I had my beautiful twin boys in February 2020, at the start of the pandemic, aged 34. They were my first children, and I felt completely unprepared.
In the run-up to having them, I felt quite supported by my husband, family and friends but everything went wrong for me on postnatal wards. Staff were completely overrun.
Everybody that I saw in the hospital was always really nice, but I got the distinct feeling that they were rushed off their feet. That there were never enough of them.
Like most new mums, I had no idea what I was doing and I felt like nobody told me what I was supposed to do. No amount of reading can prepare you for going from no children, to two children.
I found that support in the hospital was only to check on the health of my babies, and not mine.
I didn’t feel assisted with breastfeeding because I wasn’t checked over to make sure that my babies were feeding properly. As a result, they weren’t.
When I was first sent home – three days after they were born – I was terrified and didn’t sleep. I just stared at them wondering what on earth to do and how and when to feed them.
I really feel like if there was a healthcare professional available to talk me through how to feed both of my babies at once, it could have prevented what happened to my boys.
Since then, I’ve learned that many parents like me across the UK are struggling and not getting the postpartum help they need and that it could have a huge impact on their children’s health and futures.
When my boys were ill, I felt so low, and my depression was completely dismissed by healthcare professionals
A UNICEF UK survey of parents across the country with children aged zero to four years found that 70% of parents feel like it’s getting harder to be a parent in Britain because of the rising cost-of-living, access to affordable childcare, less time to spend with their children and reduced local services. Troublingly, 66% said they were worried about their child’s future life chances.
For me, I feel like having no assistance after giving birth was the catalyst for a lengthy battle with postnatal and clinical depression, as well as constant feelings of inadequacy.
Turns out I’m not alone, either.
The charity’s survey also found that 61% of parents have struggled with their mental health since becoming a parent.
When my boys were ill, I felt so low, and my depression was completely dismissed by healthcare professionals. The only thing that anybody really seemed to care about were the babies who, after a couple of weeks with help from the doctors, came on leaps and bounds.
I felt that I was just constantly falling by the wayside. And in March 2020, when the boys were a month old, we went into lockdown. I couldn’t speak to a GP, and it took a long time for my mental health to recover.
If I’m perfectly honest, I don’t think it fully has.
I still suffer a lot with anxiety, and I think it stems from that 18-month period where things were incredibly bad.
If there had been someone who could have spent 20 minutes with me at the beginning – just 20 minutes – long enough to help me feed both boys at once, I feel like it would have changed the whole course of motherhood for me.

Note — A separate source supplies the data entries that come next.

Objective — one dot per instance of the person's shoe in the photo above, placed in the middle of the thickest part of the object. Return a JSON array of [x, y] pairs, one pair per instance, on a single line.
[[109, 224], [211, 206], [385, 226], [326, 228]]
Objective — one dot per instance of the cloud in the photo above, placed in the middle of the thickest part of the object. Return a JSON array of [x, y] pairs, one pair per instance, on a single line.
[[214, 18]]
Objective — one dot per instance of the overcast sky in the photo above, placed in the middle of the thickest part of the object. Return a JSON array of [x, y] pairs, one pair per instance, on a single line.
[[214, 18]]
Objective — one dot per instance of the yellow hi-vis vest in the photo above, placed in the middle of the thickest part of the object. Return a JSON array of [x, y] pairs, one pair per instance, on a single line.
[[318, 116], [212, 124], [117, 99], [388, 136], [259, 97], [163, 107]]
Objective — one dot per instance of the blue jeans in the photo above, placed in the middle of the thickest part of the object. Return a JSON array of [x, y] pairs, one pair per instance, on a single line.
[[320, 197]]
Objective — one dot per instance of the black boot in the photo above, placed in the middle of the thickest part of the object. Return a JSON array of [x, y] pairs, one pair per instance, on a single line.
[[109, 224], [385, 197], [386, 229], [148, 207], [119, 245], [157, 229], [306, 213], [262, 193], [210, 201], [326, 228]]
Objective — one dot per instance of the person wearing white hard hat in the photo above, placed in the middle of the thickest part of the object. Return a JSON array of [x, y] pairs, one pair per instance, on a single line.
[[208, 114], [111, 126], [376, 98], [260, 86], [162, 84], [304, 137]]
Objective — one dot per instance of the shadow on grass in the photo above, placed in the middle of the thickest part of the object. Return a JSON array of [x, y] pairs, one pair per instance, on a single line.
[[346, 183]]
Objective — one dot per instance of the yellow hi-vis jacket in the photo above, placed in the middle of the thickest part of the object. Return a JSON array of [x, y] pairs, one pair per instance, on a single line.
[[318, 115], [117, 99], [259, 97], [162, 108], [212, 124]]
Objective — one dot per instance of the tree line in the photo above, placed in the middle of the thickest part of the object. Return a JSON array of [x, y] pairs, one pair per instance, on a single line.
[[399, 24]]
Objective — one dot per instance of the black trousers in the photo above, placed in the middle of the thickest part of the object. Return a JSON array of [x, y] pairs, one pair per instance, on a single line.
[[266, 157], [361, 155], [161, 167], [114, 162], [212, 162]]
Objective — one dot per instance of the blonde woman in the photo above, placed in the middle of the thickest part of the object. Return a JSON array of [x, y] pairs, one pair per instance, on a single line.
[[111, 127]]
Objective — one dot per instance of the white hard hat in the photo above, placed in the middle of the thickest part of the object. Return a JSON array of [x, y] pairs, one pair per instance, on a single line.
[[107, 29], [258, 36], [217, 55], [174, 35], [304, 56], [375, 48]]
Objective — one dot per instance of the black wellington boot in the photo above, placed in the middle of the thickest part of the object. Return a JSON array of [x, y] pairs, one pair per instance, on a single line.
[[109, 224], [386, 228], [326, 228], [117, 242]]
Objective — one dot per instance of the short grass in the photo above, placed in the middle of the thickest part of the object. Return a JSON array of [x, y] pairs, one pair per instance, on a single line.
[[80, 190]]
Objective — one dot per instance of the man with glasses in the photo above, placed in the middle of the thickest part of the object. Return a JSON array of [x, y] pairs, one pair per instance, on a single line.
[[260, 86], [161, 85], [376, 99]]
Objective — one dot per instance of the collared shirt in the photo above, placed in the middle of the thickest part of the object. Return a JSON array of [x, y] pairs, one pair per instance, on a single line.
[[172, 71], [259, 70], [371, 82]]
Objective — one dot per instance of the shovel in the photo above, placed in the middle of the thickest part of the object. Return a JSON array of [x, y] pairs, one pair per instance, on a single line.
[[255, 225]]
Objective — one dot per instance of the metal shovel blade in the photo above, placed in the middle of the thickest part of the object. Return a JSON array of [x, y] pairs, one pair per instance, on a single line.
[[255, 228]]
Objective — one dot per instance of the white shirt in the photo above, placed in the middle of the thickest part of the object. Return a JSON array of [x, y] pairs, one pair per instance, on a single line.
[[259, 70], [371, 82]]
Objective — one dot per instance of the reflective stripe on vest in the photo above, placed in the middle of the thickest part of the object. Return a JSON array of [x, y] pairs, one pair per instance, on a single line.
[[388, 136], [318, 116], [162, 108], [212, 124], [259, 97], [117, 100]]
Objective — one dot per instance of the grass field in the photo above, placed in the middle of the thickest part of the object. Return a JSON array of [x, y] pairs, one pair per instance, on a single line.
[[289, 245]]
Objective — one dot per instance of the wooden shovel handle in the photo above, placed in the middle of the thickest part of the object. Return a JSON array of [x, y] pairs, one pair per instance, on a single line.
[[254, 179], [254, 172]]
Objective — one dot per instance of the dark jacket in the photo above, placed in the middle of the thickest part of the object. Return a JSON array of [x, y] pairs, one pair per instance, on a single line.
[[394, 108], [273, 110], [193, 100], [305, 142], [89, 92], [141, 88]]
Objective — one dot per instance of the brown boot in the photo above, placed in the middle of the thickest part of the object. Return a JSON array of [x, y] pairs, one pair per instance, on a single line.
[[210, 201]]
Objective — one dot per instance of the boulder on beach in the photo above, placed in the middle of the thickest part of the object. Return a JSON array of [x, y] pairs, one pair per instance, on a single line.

I had such an awful time of it that I will resolutely never have another child. There is absolutely no doubt in my mind I will never put myself through the experience of postnatal and postpartum ever again.
It has shaped the way I view myself as a mother, and it’s taken me a long time to even accept the fact that maybe I am OK at it. But for the first 18 months of my children’s lives, I definitely didn’t think that.
Thankfully, now, they’re doing really well. They’re healthy, but things could have been so different.
Stories like mine are why UNICEF UK is calling on the UK Government to introduce a National Baby and Toddler Guarantee. That means face-to-face appointments and speaking to health professionals that parents and carers can trust, as well as affordable nurseries and mental health support.
This would mean families would know what help they should receive and can access the right services for their baby’s health, well-being and early education – right from the start.
For me, it would have changed everything.